Battle of Crimea : Crossing The Isthmus Of Perekop. This is a re-enactment of the battle by a historic group. To watch the full video of the battle, click on the link within the text.

Battle of Crimea : Crossing The Isthmus Of Perekop. This is a re-enactment of the battle by a historic group. To watch the full video of the battle, click on the link within the text.

By: Phil Kohn. Dedicated to the memory of his father, GM3 Walter Kohn, U.S. Navy Armed Guard, USNR, and all men and women who have answered the country’s call in time of need. Phil can be contacted at ww2remembered@yahoo.com.

On October 24, 1941, Kharkiv, Ukraine, an industrial and mining center, falls to German Army Group South.

The British battleship HMS Prince of Wales sets sail from England for the Far East on October 25. It is to become the flagship of the Royal Navy’s Far East Fleet, to be commanded by Vice Adm. Sir Tom Phillips. In Minsk, Belorussia, the Germans conduct the first public hangings of captured partisans.

In the Crimea, German forces on October 26 break through the Isthmus of Perekop, a three- to four-mile-wide strip of land that links the Crimean Peninsula with the Ukrainian mainland. To watch a brief re-enactment of the battle, click on this link. In the U.S., automakers are told by the government that, effective December 15, scarce materials — such as chrome, nickel and aluminum — may no longer be used for decorative purposes on the vehicles they manufacture.

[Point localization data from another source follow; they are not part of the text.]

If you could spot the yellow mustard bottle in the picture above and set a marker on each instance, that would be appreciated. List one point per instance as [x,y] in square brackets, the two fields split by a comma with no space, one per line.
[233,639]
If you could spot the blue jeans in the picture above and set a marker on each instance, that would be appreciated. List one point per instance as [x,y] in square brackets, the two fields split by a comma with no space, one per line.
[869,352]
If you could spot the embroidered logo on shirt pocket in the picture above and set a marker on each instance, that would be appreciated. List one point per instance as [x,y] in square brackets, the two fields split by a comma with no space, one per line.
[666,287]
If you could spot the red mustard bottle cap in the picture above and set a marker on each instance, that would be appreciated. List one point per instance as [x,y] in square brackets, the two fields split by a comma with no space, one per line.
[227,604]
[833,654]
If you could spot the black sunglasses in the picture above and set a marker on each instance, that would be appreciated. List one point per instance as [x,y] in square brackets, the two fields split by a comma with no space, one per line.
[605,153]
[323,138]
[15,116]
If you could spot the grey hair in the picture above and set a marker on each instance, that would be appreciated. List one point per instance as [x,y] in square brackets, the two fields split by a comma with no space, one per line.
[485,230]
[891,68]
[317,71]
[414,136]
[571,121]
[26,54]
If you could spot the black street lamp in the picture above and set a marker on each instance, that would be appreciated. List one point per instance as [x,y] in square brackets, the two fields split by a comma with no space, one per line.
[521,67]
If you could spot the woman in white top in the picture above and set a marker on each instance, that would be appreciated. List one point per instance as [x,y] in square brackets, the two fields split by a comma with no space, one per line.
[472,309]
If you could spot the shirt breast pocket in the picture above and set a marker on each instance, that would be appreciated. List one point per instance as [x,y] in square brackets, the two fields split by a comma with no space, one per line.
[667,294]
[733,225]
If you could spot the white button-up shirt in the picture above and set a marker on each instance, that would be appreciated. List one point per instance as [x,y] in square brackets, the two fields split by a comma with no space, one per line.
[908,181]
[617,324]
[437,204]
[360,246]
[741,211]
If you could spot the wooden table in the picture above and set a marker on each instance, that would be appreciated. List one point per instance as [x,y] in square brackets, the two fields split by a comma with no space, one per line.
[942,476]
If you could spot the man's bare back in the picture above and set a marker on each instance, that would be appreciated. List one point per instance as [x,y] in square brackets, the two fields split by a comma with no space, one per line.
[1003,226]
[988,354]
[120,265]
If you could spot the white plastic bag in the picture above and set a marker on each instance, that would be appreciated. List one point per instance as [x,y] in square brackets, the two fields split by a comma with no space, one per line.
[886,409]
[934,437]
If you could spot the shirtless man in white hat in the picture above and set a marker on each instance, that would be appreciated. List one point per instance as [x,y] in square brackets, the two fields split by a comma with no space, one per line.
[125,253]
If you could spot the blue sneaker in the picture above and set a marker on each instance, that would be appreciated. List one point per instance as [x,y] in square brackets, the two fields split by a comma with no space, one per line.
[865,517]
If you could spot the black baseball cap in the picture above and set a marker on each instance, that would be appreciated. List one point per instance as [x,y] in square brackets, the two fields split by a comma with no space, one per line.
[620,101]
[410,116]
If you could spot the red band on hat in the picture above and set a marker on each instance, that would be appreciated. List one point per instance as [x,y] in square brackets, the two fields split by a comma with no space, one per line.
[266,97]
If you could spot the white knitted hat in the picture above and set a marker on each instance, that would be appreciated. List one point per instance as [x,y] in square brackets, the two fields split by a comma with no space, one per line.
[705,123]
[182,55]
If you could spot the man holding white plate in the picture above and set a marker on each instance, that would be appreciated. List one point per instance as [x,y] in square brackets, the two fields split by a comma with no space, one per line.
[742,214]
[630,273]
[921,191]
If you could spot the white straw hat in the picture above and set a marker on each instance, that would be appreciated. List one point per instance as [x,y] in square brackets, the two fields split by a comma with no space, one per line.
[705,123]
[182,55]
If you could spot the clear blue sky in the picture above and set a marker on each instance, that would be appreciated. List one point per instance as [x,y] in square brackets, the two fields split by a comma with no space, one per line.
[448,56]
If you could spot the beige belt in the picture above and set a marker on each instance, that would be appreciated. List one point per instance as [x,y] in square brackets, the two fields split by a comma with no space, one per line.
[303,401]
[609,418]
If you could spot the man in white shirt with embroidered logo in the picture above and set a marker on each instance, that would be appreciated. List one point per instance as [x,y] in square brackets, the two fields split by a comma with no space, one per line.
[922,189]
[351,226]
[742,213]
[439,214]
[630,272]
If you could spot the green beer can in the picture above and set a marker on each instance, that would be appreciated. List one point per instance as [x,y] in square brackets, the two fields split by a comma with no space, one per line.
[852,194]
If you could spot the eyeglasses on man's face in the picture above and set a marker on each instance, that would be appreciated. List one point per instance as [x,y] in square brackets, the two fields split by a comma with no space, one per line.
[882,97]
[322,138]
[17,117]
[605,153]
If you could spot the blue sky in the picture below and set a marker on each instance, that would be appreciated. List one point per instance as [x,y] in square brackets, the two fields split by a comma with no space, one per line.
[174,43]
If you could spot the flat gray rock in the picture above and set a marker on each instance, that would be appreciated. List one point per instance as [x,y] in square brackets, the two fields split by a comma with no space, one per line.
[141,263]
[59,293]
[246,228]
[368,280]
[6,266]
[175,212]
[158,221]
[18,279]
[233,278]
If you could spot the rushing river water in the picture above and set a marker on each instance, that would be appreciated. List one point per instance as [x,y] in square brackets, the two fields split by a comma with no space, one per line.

German Army Group South reaches Sevastopol, in the Crimea, on October 27. In the north, German forces are slowed — even stopped in places — by muddy roads, although lead tanks are close to Moscow.

As of October 28, cold weather, muddy conditions and lengthy supply lines slow the German advance towards Moscow. In a Luftwaffe air raid on the Soviet capital, a bomb lands on the Bolshoi Theatre, damaging its lobby. German police in Bolekhiv, Ukraine, gather some 1,000 prominent Jews — rabbis, doctors, civic leaders and wealthy people — torture them for two days, then execute them in a nearby wood. Some are buried alive.

On October 29, the first of the Red Army’s Siberian reinforcements take up positions in defensive lines west of Moscow; they have arrived from Asia earlier in the month. In Lithuania, the Kaunas Massacre takes place, the largest mass murder of Lithuanian Jews during the war. In one day, an SS-Sonderkommando (special unit) kills some 2,000 men, almost 3,000 women and more than 4,200 children — roughly one-third of the population of the Kaunas ghetto.

In Washington, D.C., on October 30, President Roosevelt approves $1 billion in Lend-Lease aid to the Soviet Union. At Madison Square Garden in New York City, Charles Lindbergh addresses an America First Committee rally, claiming that President Roosevelt is using “dictatorship and subterfuge” in order to draw the U.S. into the war. In the Crimea, the Germans begin a siege of Sevastopol.